Accelerating CNN Training with I/O Characterization and Fine-Tuning Data Loading Hyper-Parameters
Training a deep learning (DL) model is a compute and I/O-intensive process requiring several system layers to incorporate. Due to the significant performance gap between the storage subsystem and other system parts, it is crucial to speed up the I/O-related parts of the training process, which act as bottleneck. Some recent studies accelerate the data loading phase in the training pipeline by manipulating the data pipeline and adding extra implementations that impose considerable overheads on the entire training process. Also, previous works have not addressed the impacts of data loading hyper-parameters on performance and resource utilization.

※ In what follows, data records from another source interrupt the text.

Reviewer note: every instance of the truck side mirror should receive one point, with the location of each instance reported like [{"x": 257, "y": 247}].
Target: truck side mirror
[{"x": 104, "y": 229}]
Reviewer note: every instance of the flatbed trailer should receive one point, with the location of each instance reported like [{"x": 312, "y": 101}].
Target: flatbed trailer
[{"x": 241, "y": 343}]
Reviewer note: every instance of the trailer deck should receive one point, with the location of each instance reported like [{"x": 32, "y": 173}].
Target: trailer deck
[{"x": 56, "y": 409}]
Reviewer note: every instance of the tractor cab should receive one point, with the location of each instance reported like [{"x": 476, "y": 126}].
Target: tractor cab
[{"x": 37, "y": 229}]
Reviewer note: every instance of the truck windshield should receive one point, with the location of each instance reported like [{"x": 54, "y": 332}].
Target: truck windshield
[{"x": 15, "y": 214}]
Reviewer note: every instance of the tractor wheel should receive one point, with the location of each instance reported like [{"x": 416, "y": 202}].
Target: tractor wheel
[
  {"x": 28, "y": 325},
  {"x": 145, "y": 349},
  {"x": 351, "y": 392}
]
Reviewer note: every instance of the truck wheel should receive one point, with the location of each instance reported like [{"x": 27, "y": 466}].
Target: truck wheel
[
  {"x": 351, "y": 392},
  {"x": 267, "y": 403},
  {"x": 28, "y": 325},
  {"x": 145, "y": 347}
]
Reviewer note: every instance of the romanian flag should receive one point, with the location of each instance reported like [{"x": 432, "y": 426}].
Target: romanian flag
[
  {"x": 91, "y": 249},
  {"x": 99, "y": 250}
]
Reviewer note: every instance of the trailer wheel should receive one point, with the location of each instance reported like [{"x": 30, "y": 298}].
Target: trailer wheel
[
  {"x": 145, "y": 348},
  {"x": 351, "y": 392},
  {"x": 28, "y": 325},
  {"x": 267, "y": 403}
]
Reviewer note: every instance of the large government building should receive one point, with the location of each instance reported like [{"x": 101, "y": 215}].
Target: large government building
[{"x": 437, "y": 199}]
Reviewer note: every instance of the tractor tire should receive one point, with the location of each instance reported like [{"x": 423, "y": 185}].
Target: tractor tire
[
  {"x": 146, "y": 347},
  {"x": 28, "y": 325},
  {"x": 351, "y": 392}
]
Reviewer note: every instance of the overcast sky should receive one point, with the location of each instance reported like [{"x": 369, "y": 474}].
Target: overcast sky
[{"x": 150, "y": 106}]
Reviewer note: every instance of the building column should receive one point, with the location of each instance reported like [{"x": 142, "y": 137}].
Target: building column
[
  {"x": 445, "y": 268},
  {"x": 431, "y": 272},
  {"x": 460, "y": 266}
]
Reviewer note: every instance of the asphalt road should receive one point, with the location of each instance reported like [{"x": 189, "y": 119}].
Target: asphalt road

In this work, we accelerate the training of the state-of-the-art models with I/O characterization and fine-tuning data loading hyper-parameters. To do this, we first discuss the importance of data pipeline in DL training by motivating the need for optimal configurations of data loading hyper-parameters. Then, we provide some insights into how an optimal disk setup can enhance performance per cost in different model configurations. Finally, we evaluate the effects of data loading hyper-parameters on performance and resource utilization and provide potential improvements by fine-tuning those parameters. Our method does not impose any overhead on resource utilization or training time. The experiments show that fine-tuning data loading hyper-parameters can achieve up to 5x lower training time and up to 10x higher resource utilization in some specific configurations.